October 23, 2012

Basic language structures project

Listen to MP3

Podcast transcription:

Hello this is Vladimir, coming to you from Taipei, Taiwan. It‘s been a very long time since I did a recording for my podcast and it’s been quite a while since I wrote an article as well and so I decided that this has to end that I have to dedicate more time to my blog and my podcast.

There were several reasons for not writing and not doing recordings, mostly because since the last time I wrote an article which was probably sometime in March or April - since then we’ve been having wonderful weather and I just felt bad whenever I spent time inside. And another reason probably is also the fact that it takes me a lot of time to come up with an interesting topic and something that I personally think would be worth writing an article about, let alone to do a recording about and it takes a lot of time to work on the article itself, to work out the details and if it's recording it takes a lot of time to work on the recording so that it looks good and sounds good. So whenever I was out in the beautiful weather and I was thinking that should go back and work on the recordings I just sort of postponed and postponed basically until now.

But the summer is over, unfortunately, but it's a good thing for my podcasting projects. In the meantime of course I was working on some languages and was learning some languages mainly Farsi and Polish and of course because I love languages and I love to think about how they work, how we learn languages and how we can learn them faster and all these things, I came up with several interesting things that I kind of developed and some of them actually turned into small research projects. Of course I didn‘t write an article now but at least I would like to do a podcast recording to introduce one of these projects because it is a long-term thing and it will take a long time until its really finished and until I can post the results. So at least what I thought I could do is do a little recording about this project and talk about it a little bit

So basically what I did and first, I’ll give you the name - actually it doesn't even have a name because it’s so complicated so I guess what I could call it is sort of like the research off the basic startup vocabulary and lexical structures necessary for a person to speak a language at basic fluency. To give you some background about this: back when I was learning Italian and then later mainly when I was learning Polish and then Farsi I realized that I was looking, while learning these languages I was looking for the same types of structures that kept popping up here and there in the language and that the structures were very similar in all of the languages whether it was Chinese, Italian or Polish. Back when I was learning Italian I actually did a little project where I was trying to sample all the vocabulary that I was using on a daily basis in Italian but back then I should’ve extended it and I should have mapped also the expressions not only the vocabulary.

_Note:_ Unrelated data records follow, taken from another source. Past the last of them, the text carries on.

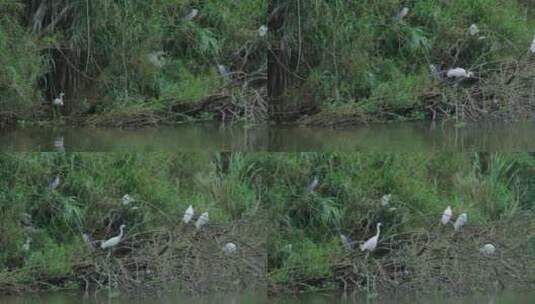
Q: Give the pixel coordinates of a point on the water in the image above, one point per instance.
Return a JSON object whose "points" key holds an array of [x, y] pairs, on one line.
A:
{"points": [[395, 137], [311, 298]]}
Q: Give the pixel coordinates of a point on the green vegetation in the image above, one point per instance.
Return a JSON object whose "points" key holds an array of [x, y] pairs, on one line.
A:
{"points": [[303, 250], [136, 63], [126, 59], [360, 61]]}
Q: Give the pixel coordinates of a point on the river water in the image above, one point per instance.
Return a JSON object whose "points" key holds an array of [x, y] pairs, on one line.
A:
{"points": [[310, 298], [394, 137]]}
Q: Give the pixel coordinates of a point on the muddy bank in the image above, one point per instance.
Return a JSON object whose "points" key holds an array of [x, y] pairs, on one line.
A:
{"points": [[182, 259], [437, 259]]}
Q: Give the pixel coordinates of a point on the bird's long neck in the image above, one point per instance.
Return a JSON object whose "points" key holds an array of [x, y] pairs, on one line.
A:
{"points": [[378, 231]]}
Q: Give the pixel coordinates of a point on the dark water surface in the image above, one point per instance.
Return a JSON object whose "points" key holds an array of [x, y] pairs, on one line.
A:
{"points": [[311, 298], [394, 137]]}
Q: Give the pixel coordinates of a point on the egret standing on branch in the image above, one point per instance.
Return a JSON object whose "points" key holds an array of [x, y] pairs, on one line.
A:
{"points": [[230, 248], [473, 30], [127, 199], [201, 221], [403, 13], [54, 182], [459, 73], [371, 244], [58, 101], [436, 73], [346, 241], [114, 240], [192, 14], [385, 200], [262, 30], [487, 250], [461, 220], [446, 216], [26, 246], [188, 214]]}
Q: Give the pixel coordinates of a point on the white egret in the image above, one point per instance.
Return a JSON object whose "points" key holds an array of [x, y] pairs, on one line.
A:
{"points": [[127, 199], [487, 250], [54, 182], [347, 243], [459, 73], [26, 245], [473, 30], [58, 101], [114, 240], [371, 244], [436, 73], [192, 14], [262, 30], [446, 216], [230, 248], [201, 221], [188, 214], [403, 13], [385, 200], [461, 220], [313, 184]]}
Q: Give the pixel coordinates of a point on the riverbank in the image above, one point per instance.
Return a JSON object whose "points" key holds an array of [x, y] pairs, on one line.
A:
{"points": [[286, 226]]}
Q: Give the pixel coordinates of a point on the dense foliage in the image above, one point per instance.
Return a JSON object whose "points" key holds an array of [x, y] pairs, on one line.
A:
{"points": [[361, 57], [122, 57], [305, 226]]}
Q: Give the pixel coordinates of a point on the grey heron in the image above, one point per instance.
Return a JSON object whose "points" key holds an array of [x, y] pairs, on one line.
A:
{"points": [[114, 240], [188, 215], [446, 216], [201, 221], [460, 222], [371, 244]]}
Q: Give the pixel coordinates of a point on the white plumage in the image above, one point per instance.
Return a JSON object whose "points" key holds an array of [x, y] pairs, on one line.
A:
{"points": [[435, 72], [385, 200], [202, 220], [473, 30], [371, 244], [487, 250], [114, 240], [262, 31], [446, 216], [54, 182], [461, 221], [459, 73], [58, 101], [192, 14], [346, 242], [188, 214], [230, 248]]}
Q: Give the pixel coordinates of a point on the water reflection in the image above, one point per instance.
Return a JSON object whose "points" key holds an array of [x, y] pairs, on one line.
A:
{"points": [[262, 298], [396, 137]]}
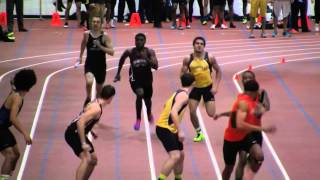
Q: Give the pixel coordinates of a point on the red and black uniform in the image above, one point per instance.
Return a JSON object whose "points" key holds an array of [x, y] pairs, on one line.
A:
{"points": [[236, 139]]}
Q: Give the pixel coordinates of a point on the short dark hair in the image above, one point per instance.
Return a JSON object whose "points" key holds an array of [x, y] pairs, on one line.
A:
{"points": [[251, 85], [197, 38], [107, 92], [24, 80], [250, 72], [141, 35], [187, 79]]}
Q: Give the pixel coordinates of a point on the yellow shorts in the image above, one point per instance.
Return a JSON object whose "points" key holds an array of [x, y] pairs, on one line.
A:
{"points": [[256, 5]]}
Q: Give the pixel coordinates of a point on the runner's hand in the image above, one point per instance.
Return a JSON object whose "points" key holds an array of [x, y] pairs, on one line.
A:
{"points": [[28, 140], [117, 78], [270, 129]]}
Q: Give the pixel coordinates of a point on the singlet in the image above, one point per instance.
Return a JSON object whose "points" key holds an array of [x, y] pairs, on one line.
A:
{"points": [[231, 132], [95, 55], [88, 126], [201, 69], [165, 120], [140, 69], [5, 114]]}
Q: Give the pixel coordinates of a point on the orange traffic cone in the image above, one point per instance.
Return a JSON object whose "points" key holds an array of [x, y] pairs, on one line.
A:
{"points": [[135, 20], [55, 21]]}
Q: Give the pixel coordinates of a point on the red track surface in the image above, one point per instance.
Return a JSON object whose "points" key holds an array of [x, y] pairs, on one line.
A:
{"points": [[122, 153]]}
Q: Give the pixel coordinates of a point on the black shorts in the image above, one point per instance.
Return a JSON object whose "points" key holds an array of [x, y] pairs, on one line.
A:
{"points": [[251, 139], [169, 140], [99, 71], [146, 86], [197, 93], [73, 140], [180, 2], [6, 139], [230, 151]]}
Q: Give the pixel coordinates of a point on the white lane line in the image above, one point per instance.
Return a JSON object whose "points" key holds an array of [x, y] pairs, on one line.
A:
{"points": [[174, 45], [36, 118], [209, 146], [72, 66], [149, 144], [35, 122]]}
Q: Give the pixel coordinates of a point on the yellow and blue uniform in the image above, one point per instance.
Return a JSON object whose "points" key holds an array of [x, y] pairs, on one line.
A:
{"points": [[201, 69], [165, 128]]}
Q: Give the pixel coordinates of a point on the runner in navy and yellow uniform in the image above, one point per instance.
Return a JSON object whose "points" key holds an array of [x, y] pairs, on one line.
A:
{"points": [[98, 44], [23, 81], [77, 131], [142, 61], [168, 129], [243, 130], [201, 65]]}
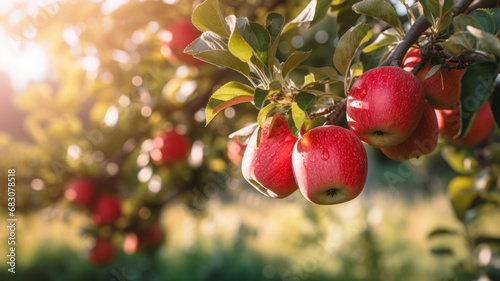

When I started learning Polish and Farsi I changed my approach from a scholastic one, which is learning a language through grammar and textbooks and basically going from simple to difficult and I changed it to a system which I guess is called natural acquisition of a language which I have used at later stages when I was learning Chinese and proved to be very successful at least for me personally I thought was it was working out really well. So when I was learning Polish I basically had a great friend online on Skype and from lesson one I was just trying to talk to him in Polish and our lessons were basically me trying to say something in Polish and him telling me how to say that without really thinking about grammar at all and just writing these things down and then reviewing them and then moving on.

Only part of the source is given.